La rivoluzione del Più, contrassegnata da aumenti in ogni ambito, dal numero dei paesi a quello degli abitanti, dal tenore di vita al miglioramento dell’istruzione, passando per la quantità di prodotti disponibili sul mercato; la rivoluzione della Mobilità, che ha messo in movimento persone, merci, denaro, idee e valori a velocità in precedenza inimmaginabili verso tutti gli angoli del pianeta; la rivoluzione della Mentalità che riflette gli importanti cambiamenti in termini di aspirazioni e aspettative che hanno accompagnato questi nuovi sviluppi.
Tali cambiamenti hanno favorito in numerosi campi l’arrivo di nuovi soggetti: innovativi e ribelli, attivisti e terroristi. Hanno offerto svariate opportunità ai militanti democratici e a movimenti politici con programmi radicali e aperto all’influenza politica vie alternative, che aggirano e abbattono la formale rigida struttura interna all’establishment. Aumentata la velocità di propagazione, i movimenti orizzontali hanno rivelato anche l’erosione del monopolio esercitato un tempo dai partiti politici tradizionali.

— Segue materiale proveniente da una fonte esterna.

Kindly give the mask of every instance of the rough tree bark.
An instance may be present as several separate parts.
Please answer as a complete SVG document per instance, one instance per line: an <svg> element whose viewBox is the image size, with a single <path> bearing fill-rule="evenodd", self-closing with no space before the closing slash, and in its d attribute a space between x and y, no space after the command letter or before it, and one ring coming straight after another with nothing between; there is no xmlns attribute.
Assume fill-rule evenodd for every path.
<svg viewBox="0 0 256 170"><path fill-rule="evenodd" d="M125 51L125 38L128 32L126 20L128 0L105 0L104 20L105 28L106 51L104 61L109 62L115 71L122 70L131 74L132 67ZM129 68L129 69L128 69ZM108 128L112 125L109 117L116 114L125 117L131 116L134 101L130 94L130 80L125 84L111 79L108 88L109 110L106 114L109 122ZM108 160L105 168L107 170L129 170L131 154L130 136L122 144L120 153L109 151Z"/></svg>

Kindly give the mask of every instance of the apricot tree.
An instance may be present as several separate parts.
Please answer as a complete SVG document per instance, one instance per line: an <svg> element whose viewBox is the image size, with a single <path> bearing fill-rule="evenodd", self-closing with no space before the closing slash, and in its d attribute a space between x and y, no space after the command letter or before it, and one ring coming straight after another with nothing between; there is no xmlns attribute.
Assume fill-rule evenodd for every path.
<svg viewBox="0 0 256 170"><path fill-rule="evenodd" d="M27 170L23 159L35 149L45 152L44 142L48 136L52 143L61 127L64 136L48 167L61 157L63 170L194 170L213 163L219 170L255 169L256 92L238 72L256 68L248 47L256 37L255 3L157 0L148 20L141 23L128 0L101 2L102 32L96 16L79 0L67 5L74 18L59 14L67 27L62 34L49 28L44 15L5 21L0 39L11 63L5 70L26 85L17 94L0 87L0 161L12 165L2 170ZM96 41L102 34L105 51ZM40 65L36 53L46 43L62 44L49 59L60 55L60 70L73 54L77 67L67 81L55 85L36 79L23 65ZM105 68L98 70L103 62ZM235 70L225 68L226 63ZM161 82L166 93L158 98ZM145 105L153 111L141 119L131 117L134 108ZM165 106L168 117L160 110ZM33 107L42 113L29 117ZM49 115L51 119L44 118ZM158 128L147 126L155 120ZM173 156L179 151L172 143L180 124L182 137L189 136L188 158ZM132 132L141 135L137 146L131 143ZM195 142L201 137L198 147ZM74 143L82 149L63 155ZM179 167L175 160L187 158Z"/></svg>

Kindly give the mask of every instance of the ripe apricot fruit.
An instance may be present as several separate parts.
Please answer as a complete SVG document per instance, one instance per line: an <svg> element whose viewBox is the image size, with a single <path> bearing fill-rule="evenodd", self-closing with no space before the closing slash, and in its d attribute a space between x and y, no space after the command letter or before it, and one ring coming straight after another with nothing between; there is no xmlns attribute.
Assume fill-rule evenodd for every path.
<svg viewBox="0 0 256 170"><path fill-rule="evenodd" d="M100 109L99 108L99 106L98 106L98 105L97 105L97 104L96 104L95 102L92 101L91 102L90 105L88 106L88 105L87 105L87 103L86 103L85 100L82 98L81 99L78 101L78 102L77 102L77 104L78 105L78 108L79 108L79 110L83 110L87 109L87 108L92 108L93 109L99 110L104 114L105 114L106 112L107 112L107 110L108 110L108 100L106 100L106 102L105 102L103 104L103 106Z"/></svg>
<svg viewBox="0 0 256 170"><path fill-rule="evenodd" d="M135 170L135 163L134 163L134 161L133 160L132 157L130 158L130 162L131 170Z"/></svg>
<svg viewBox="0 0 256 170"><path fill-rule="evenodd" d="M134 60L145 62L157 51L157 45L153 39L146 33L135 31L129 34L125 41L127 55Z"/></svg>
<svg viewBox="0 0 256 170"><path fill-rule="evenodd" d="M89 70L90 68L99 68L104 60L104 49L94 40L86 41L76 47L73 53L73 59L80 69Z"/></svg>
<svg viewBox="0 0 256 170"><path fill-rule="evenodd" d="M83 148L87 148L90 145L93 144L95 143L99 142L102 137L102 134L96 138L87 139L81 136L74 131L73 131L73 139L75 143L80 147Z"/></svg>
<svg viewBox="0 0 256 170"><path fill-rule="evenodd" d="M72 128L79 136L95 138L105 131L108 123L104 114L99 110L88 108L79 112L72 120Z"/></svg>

Nella politica internazionale, i piccoli protagonisti – sia paesi “minori” o entità non statali – hanno acquisito nuove opportunità di interferire, dirottare e ostacolare gli sforzi delle grandi potenze. Questi importanti ed eterogenei piccoli protagonisti hanno alcune cose in comune: il fatto che non necessitano più di grandi dimensioni, di ampio raggio d’azione e di una storia e tradizione per lasciare il segno. Rappresentano l’ascesa di un nuovo tipo di potere – un “micropotere” – che in passato aveva poche possibilità di successo. L’ascesa dei micropoteri e la capacità di sfidare i grandi è un fattore importante della nostra epoca. La decadenza del potere non implica l’estinzione dei grandi protagonisti (governi, eserciti, università, multinazionali), le loro azioni avranno ancora un peso notevole, ma più difficile da gestire.
Moises prende di mira due stereotipi sul potere: uno è la fissazione che Internet possa spiegare tutti i mutamenti avvenuti, soprattutto nella politica e negli affari; l’altro è l’ossessione per il cambio della guardia nella geopolitica: il declino di alcune nazioni (esempio gli USA) e l’ascesa di altre (soprattutto la Cina), vengono presentati come la principale tendenza che trasformerà il mondo come lo conosciamo. Il deterioramento di certe forme di potere non è causata specificamente dalle nuove tecnologie. Internet e gli altri strumenti stanno indubbiamente trasformando la politica, l’attivismo, l’economia e, come è ovvio, il potere. Troppo spesso il ruolo della rete viene frainteso o ingigantito, ma questi strumenti per avere un impatto significativo necessitano di utilizzatori, che a loro volta hanno bisogno di scopi, direzioni e motivazioni.
Il ridimensionamento e la trasformazione del potere come l’abbiamo conosciuto cosa sta provocando? Instabilità e disordine? E se questo caos presuppone ordine e logica?